PS: Please be specific, and don't generalize by just saying physical fitness is easy.

Thanks for the info


----------



## Northern Touch (4 Nov 2004)

http://army.ca/forums/threads/21101.0.html

http://army.ca/forums/index.php?action=search;advanced


----------



## Gouki (4 Nov 2004)

This has been posted about so many times and is not hard at all to find..

Did you do a search on "physical fitness" here?

...Did you even *check* the Canadian Forces Recruiting Centre? Because they got it all there in plain sight.


----------



## armyrules (25 Nov 2004)

The CF usually does excercises like pushups chinups and situps and they do allot of runningbefore u apply for the forces u should start an excercise regimen. So u could get in shape. I think that it is a great idea seeing as I have a plan myself and it is working beautifully if u need a plan to follow u could pm me and I'll email it to u if u like. hope this helps and good luck


----------



## Necro99 (29 Dec 2004)

Is it the same requirments for reserve?


----------



## squirl (7 Jan 2005)

hey im new to this forum and i was wondering i read alot about the physical fitness of the canadian forces and i read people saying that for doing pushups you have to go down till you're chest touches the ground. but i also read that you should go down but not touch the ground its getting sort of confusing about what i should follow? im 17 and im graduating this year I am hopping to get into the military thats what i have always wanted to do . so any info you guys could let me know about push ups would be greatly appreciated.
THanks


----------



## Mischiefz (8 Jan 2005)

when I did my physical the biggest things the evaluator looked for were my elbows hitting at least 90 degrees and full lock at top.

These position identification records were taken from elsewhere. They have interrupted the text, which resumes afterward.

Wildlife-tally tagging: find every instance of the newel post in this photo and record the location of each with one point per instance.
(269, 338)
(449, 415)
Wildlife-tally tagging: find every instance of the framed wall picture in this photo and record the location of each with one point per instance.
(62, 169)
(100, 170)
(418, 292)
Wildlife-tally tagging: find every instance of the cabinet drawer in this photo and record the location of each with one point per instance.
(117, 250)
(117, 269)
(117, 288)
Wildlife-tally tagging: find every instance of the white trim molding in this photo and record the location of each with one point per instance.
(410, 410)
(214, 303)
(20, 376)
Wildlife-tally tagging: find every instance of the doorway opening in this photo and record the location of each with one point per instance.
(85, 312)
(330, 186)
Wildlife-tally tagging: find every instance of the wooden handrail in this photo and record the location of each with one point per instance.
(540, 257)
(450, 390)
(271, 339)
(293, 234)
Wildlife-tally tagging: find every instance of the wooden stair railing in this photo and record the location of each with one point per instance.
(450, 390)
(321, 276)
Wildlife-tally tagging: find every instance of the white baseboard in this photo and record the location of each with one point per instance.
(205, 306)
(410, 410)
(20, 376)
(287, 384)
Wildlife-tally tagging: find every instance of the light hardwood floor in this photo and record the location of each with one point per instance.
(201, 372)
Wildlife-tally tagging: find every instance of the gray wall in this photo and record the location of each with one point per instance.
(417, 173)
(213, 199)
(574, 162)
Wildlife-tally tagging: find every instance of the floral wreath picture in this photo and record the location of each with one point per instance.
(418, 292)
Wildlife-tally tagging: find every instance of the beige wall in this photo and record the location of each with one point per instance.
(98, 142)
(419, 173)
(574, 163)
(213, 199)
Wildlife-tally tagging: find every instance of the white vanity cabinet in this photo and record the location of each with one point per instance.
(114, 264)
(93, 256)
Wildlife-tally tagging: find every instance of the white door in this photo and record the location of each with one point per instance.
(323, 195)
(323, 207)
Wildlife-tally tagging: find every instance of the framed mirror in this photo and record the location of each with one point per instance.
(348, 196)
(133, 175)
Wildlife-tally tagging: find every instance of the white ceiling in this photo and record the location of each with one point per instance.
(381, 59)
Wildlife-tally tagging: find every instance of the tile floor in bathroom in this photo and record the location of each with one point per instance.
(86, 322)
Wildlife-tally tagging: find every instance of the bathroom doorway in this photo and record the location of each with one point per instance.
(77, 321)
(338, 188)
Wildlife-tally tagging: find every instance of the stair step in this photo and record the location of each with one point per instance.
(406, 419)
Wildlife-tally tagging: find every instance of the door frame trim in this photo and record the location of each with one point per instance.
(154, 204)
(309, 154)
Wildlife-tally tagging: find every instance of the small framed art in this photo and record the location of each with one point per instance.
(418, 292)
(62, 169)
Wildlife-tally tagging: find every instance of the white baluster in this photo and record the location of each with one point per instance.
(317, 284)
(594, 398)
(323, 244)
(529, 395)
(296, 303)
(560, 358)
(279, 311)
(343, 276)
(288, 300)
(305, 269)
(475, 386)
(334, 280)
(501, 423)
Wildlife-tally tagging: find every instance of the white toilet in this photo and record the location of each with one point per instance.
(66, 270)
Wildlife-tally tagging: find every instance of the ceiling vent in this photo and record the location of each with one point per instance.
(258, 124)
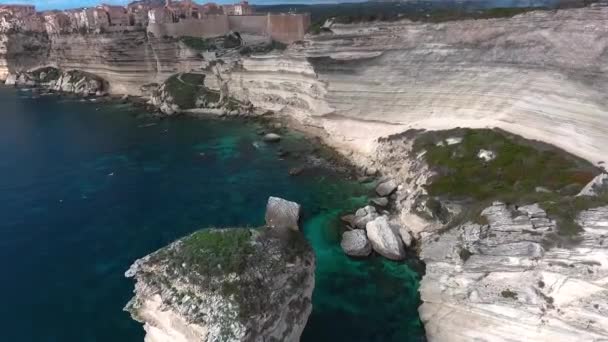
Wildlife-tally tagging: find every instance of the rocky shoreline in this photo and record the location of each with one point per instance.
(233, 284)
(485, 270)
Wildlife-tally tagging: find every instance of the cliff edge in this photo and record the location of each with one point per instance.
(232, 284)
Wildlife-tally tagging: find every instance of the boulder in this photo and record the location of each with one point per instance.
(282, 214)
(363, 216)
(355, 243)
(486, 155)
(371, 171)
(386, 188)
(597, 185)
(272, 137)
(385, 239)
(406, 236)
(348, 219)
(380, 201)
(11, 79)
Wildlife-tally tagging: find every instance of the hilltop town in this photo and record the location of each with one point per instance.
(171, 18)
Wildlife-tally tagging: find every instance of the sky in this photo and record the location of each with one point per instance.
(62, 4)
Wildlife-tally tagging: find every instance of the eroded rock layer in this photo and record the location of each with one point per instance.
(502, 277)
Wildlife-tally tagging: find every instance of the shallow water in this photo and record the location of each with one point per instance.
(88, 188)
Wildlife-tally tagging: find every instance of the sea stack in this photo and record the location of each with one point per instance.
(230, 284)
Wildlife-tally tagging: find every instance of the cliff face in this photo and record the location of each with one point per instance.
(20, 51)
(501, 277)
(539, 74)
(126, 60)
(226, 285)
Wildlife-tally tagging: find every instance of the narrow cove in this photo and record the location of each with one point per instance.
(88, 188)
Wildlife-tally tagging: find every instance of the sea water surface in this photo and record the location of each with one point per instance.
(87, 188)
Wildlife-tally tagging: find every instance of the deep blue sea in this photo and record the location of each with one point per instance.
(87, 188)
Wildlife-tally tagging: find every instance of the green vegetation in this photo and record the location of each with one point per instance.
(255, 256)
(520, 166)
(198, 44)
(186, 88)
(213, 252)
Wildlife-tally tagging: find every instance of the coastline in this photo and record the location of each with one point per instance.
(349, 110)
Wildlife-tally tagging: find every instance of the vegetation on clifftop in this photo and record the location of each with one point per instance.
(522, 172)
(239, 263)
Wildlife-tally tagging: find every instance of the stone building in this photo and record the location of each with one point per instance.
(185, 9)
(242, 8)
(211, 9)
(160, 16)
(18, 11)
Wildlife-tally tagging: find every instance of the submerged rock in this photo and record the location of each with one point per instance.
(380, 201)
(363, 216)
(282, 214)
(355, 243)
(272, 137)
(385, 189)
(225, 285)
(384, 239)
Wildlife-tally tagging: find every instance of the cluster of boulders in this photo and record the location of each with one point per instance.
(371, 229)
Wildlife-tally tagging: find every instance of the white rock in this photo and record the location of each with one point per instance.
(355, 243)
(386, 188)
(486, 155)
(282, 214)
(385, 239)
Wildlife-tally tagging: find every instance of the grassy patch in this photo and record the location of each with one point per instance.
(216, 252)
(520, 166)
(240, 264)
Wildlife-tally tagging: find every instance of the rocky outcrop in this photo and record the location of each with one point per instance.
(282, 214)
(504, 277)
(73, 81)
(355, 243)
(226, 285)
(386, 188)
(385, 238)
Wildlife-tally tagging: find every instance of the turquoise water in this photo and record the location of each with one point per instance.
(88, 188)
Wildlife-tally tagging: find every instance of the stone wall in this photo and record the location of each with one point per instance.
(210, 26)
(288, 28)
(285, 28)
(254, 24)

Ive also heard from others that some want your chin to touch the mat....it all boils down to what your evaluator deems is a proper push up, from hand positioning ( to close together, to spread out...to not going low enough etc ). Best bet before heading in for your physical is to be able to do at least 25+ pushups just to make sure you can pump those extra few where you didnt go down far enough etc


----------



## squirl (8 Jan 2005)

hey thanks alot for the info ill get workin on goin down far and holding it then hopefully i should have no problems with how they ask me to do them again thanks alot!


----------



## Veterans son (8 Jan 2005)

Mischiefz said:
			
		

> when I did my physical the biggest things the evaluator looked for were my elbows hitting at least 90 degrees and full lock at top. Ive also heard from others that some want your chin to touch the mat....it all boils down to what your evaluator deems is a proper push up, from hand positioning ( to close together, to spread out...to not going low enough etc ). Best bet before heading in for your physical is to be able to do at least 25+ pushups just to make sure you can pump those extra few where you didnt go down far enough etc



The pushups sound like the toughest part of the PT test!
My concern is not the amount of pushups you have to do but will they   be
exactly to the CF standard? ???
I do pushups every day but without someone to evaluate me, I may be incorrect during the test! ???


----------



## ab136 (8 Jan 2005)

Veterans son
when you do your fit test the tester will have you lie on face down on the floor. he'll stand over your back and make sure that your hands are under your shoulders with your fingers pointing forward.( this will put the buld of the stress on your tricept).  he will ask you to push up and lack your elbows, he will have his fist on the floor....you lower you body so you shoulder will touch his fist.  that's one push-up.


----------



## Veterans son (8 Jan 2005)

Thanks for your reply, ab136, as it certainly is helpful!


----------



## Chainsaw (12 Jan 2005)

I've been reading over this thread, and I find it worrisome as a prospective member of the Infantry or Combat Engineers, particularly in regards to the PT side of things. I don't expect to have problems with most of BMQ, but the PT is a problem. I can do 45+ push-ups, I've hiked hard trails for ages (20km/day for 7 days), and never once had to fall out of a PT formation. 

Problem is, I can only do 2 chin ups....

I guess what I'm worried about is how much is this going to impede my progress. I can swim, run, do sit-ups and push ups, I just can't do chin-ups. Any thoughts?


----------



## armyrules (13 Jan 2005)

You will have ro learn how to do more I knoqw its a hard thing ta say but its true. Good luck dude


----------



## Ghost (13 Jan 2005)

Don't worry if your not doing it properly they will tell you once and then start screaming at you how to do it the proper way.

Ah memories  ;D 

I held my breath so I wouldn't laugh when the insturctor was screaming at me.


----------



## canadianblue (14 Jan 2005)

Well, right now my workout plan is as follows. 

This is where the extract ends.